I can see where Daniel gets his diction. “So you came home then?”

“No, it was really late. We used my emergency American Express card to stay at the Doubletree Midtown. Daniel tried to pick up where we left off, but the mood was gone. We just watched a Star Trek marathon and fell asleep.”

I reach out my arms and this time she slides into them, her drooping head on my shoulder, her own shoulders shaking.

“Why can’t things ever work for me? I just wanted to be irresistible and adventurous. Now I’m a Scarlet Woman and I didn’t even get the sex. I’m a Faux Scarlet Woman.” Her hot tears soak my collarbone.
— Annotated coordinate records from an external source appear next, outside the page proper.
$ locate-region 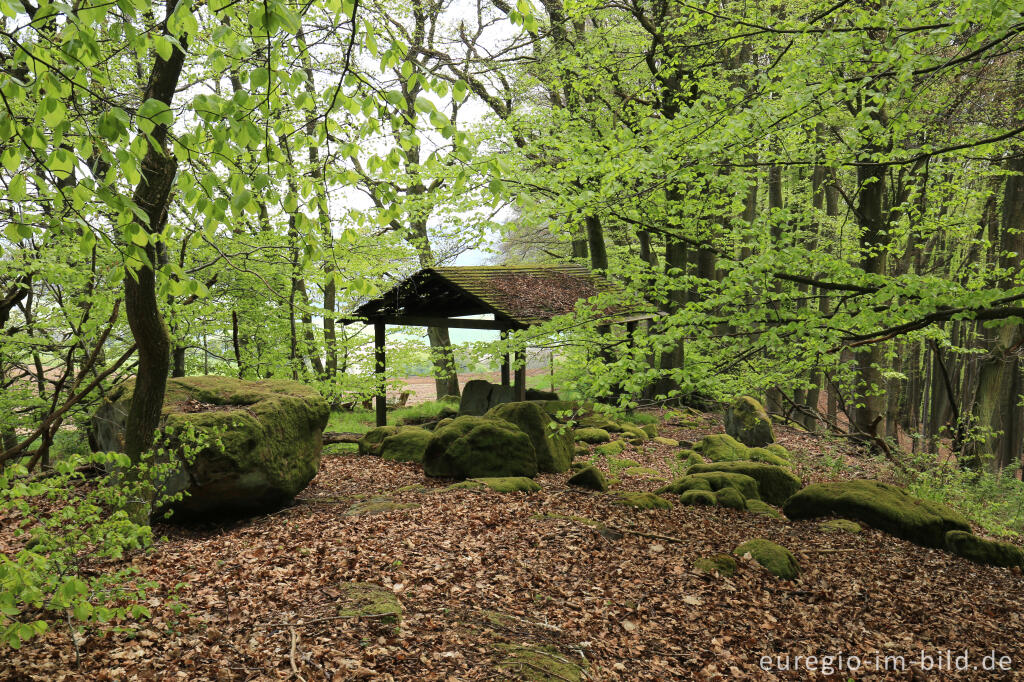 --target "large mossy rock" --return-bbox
[686,461,804,505]
[946,530,1024,568]
[92,377,330,518]
[725,395,775,447]
[732,538,800,581]
[782,480,971,549]
[377,426,433,464]
[423,416,538,478]
[656,471,761,500]
[484,402,572,473]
“I think you were awesome. Ripping off his shirt, taking charge. You’re a Scarlet Woman in all the best ways, Nan Mason.”

“It was really hard to rip off, actually.” She wipes her eyes with the back of her hand. “Brooks Brothers must sew those buttons on with wire.”

“He said you were beautiful and brave,” I tell her. “And you were.”

“Don’t tell anybody what happened. I didn’t even tell Tim. I told him Daniel rocked my world. Ugh.”

Seems to me Tim would understand things not turning out as planned.

I rub her back gently and say, “Pinkie swear.”

She sits up suddenly. “No matter what you do, don’t tell that Garrett boy. I can’t stand the thought of you guys laughing at us.”

I wince. Knowing how protective Jase is of his sisters, how he tried to nudge Tim into having more compassion for Nan, I know he would never laugh. That Nan would think he would hurts, almost as much as it hurts that she thinks I would. But all I say is, “I won’t tell anybody.”

“I need more ice cream.” She says. Her face is so red and swollen that her eyes are squinted. “Want to split that Doane’s Dynamo thing that has ten scoops and comes in a Frisbee?”

Chapter Thirty-three

“Wish me luck at Chuck E. Cheese.” Mrs. Garrett sighs as she drops Jase and me off at the hardware store. “Hell on earth, with pizza and a giant talking mouse.”

It’s Jase and Tim’s shift today. Except that Tim didn’t show up to give us a ride. Mrs. Garrett, saying she didn’t need me to babysit because of a birthday party George is invited to at Chuck E. Cheese, drove us. My early afternoon free from Breakfast Ahoy, I’m thumbing idly through the SAT test prep guide Nan gave me.

Jase begins unpacking a shipment of nails. We say nothing about Tim’s absence, but I notice Jase’s eyes, under their thick dark lashes, flicking to the clock over the door, just as mine do. I don’t want Tim to screw up. But ten minutes go by, then twenty, then half an hour.

Mr. Garrett comes out of the back room to say hello. He claps Jase on the back and kisses me on the cheek, telling us there’s plenty of coffee in his office. He’s holed up back there, he says, doing the quarterly books. Jase whistles under his breath, sorting nails, scribbling amounts down on a pad. I hear a little repetitive sound coming from Mr. Garrett’s office. I flip pages in the prep guide, trying to identify the sound.